Появились так называемые «невозвращенцы». Одним из первых, попросивших политического убежища во время своей зарубежной поездки, был А. Кузнецов, известный широкой аудитории читателей по таким романам, как «Продолжение легенды», «Бабий Яр», «Огонь». В своем интервью, опубликованном 1 сентября 1969 г. в западногерманском журнале «Дер Шпигель» Кузнецов заявил, что все его произведения были подвергнуты цензуре, «целые главы были вычеркнуты, ход мыслей был изменен». Вот как была представлена система политической цензуры А. Кузнецовым: «Это очень сложная система. Редактор подчиняется Главлиту, т. е. цензуре. Цензура подчинена идеологическому отделу партии. КГБ следит за лояльностью. Цензура получает указания от Центрального Комитета. Она должна следить за охраной государственных тайн в печати и у нее есть право вмешиваться в вопросы искусства. Редакторы и лекторы хорошо знакомы с работой цензуры – по опыту: если цензура несколько раз делает выговор то за одни промахи, то за другие, то становится ясно, что можно писать, что нельзя. Изменение литературных текстов производит издательский редактор журнала. Они говорят мне или автору: “Это хорошо, но цензура этого не пропустит”.

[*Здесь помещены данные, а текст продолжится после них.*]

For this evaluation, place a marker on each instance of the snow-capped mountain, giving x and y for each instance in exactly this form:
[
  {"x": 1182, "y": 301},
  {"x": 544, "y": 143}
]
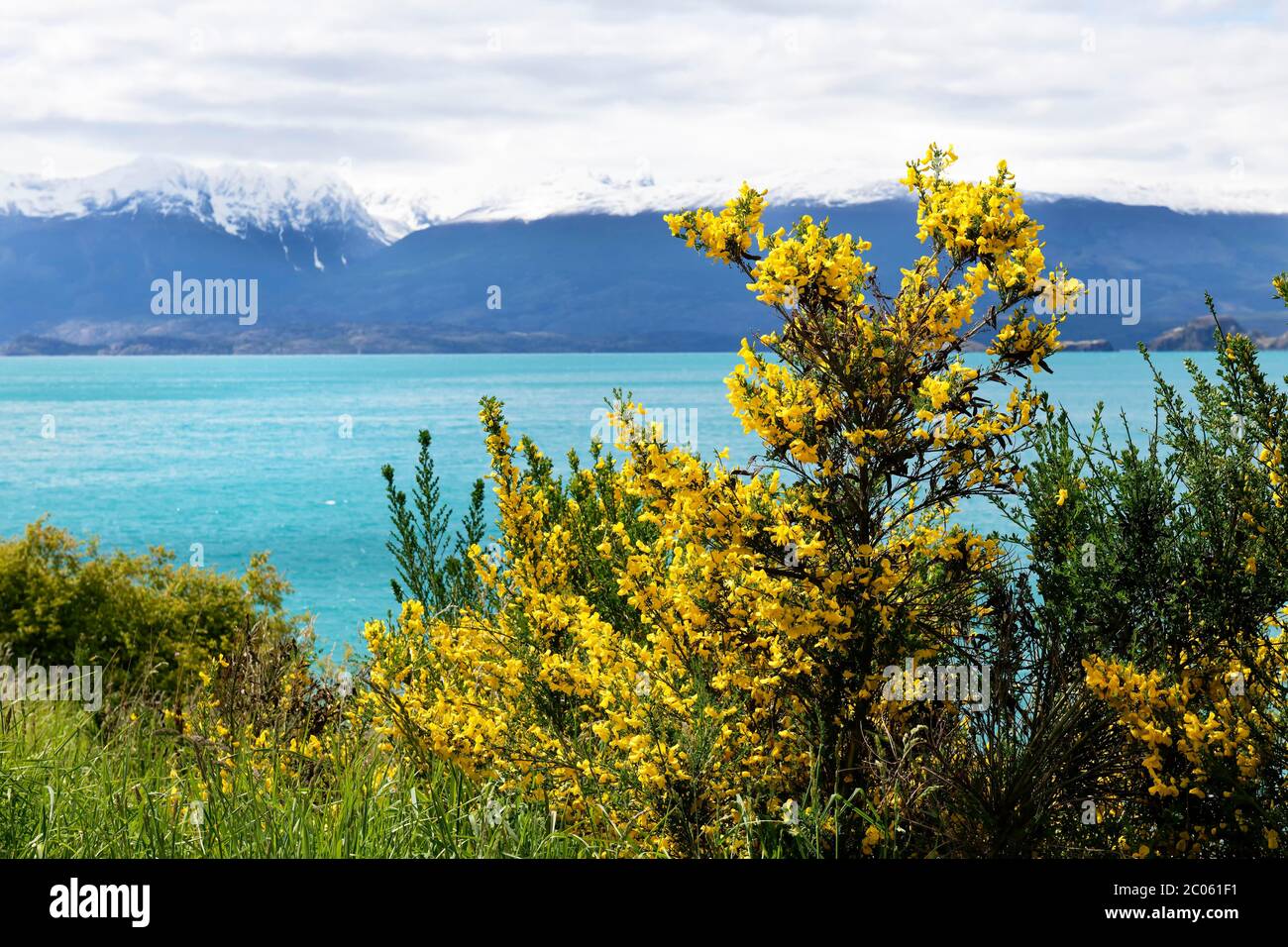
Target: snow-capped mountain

И сколько раз я просил: покажите мне этого человека, познакомьте меня с теми, кто это не пропускает, и я докажу, что это можно пропустить. Но мне этого никто не разрешал. Эти личности за кулисами, их никто не видит. Это какие-то мифические фигуры». По поводу впервые обнародованных в «Бабьем Яре» фактах о разрушении Крещатика в Киеве и роли чекистов в этих событиях А. Кузнецов пояснил: «Цензура в Москве не поняла, что это значит. Если бы роман был опубликован в Киеве, то цензура бы его не пропустила. После опубликования романа в Москве от ЦК Украины пришло большое письмо, основным содержанием которого было – что вы там натворили?» Общую ситуацию в СССР он определил правдиво и жестко: КГБ является истинным хозяином страны, в том числе и судеб творческой интеллигенции. А в Союзе писателей во главе стоит Константин Федин, ему подчиняются секретари, и главным из них является Константин Воронков из КГБ, который отвечает за идеологические вопросы и ведает личными делами писателей [845] .
845
РГАНИ.Ф. 5. Оп. 763. Д. 112. 16-27.
Диктат Главлита вызывал протест не только в среде ярых оппозиционеров и реформаторов социализма, но и у вполне респектабельных и благополучных, обласканных властью представителей интеллигенции. Таким неожиданным для многих явились выступления К.М. Симонова во время его зарубежных командировок, о которых в стране стало известно из иностранной прессы. Эту прессу, в свою очередь, просматривал и анализировал Главлит (справка в ЦК от 29 апреля 1971, г.). Разумеется, были и иные источники информации о поведении наших граждан во время пребывания за границей. В этих сообщениях утверждалось, что Симонов в Западном Берлине 22 апреля сделал заявление в защиту Солженицына, а также осудил действия советской цензуры, которая не допустила опубликование одного из произведений Симонова. Газета «Нюренберг нахрихтен» за 24-25 апреля 1971 г., в статье под заголовком «Советский писатель о цензуре», писала: «…Симонов высказал сомнение по поводу того, что исключение Солженицына из Союза писателей является “лучшей воспитательной мерой”. Во всех сообщениях приводятся его слова: “Я не намерен скрывать, что у нас существует цензура, и было бы странным, если бы я, как писатель, сказал, что люблю ее. Однако она нужна. Она была введена Лениным на трех условиях: не допускать к печати ни контрреволюционной, ни мистической, ни порнографической литературы. Тогда, когда цензура выходит из рамок этого ограничения, она мне совсем не по душе”».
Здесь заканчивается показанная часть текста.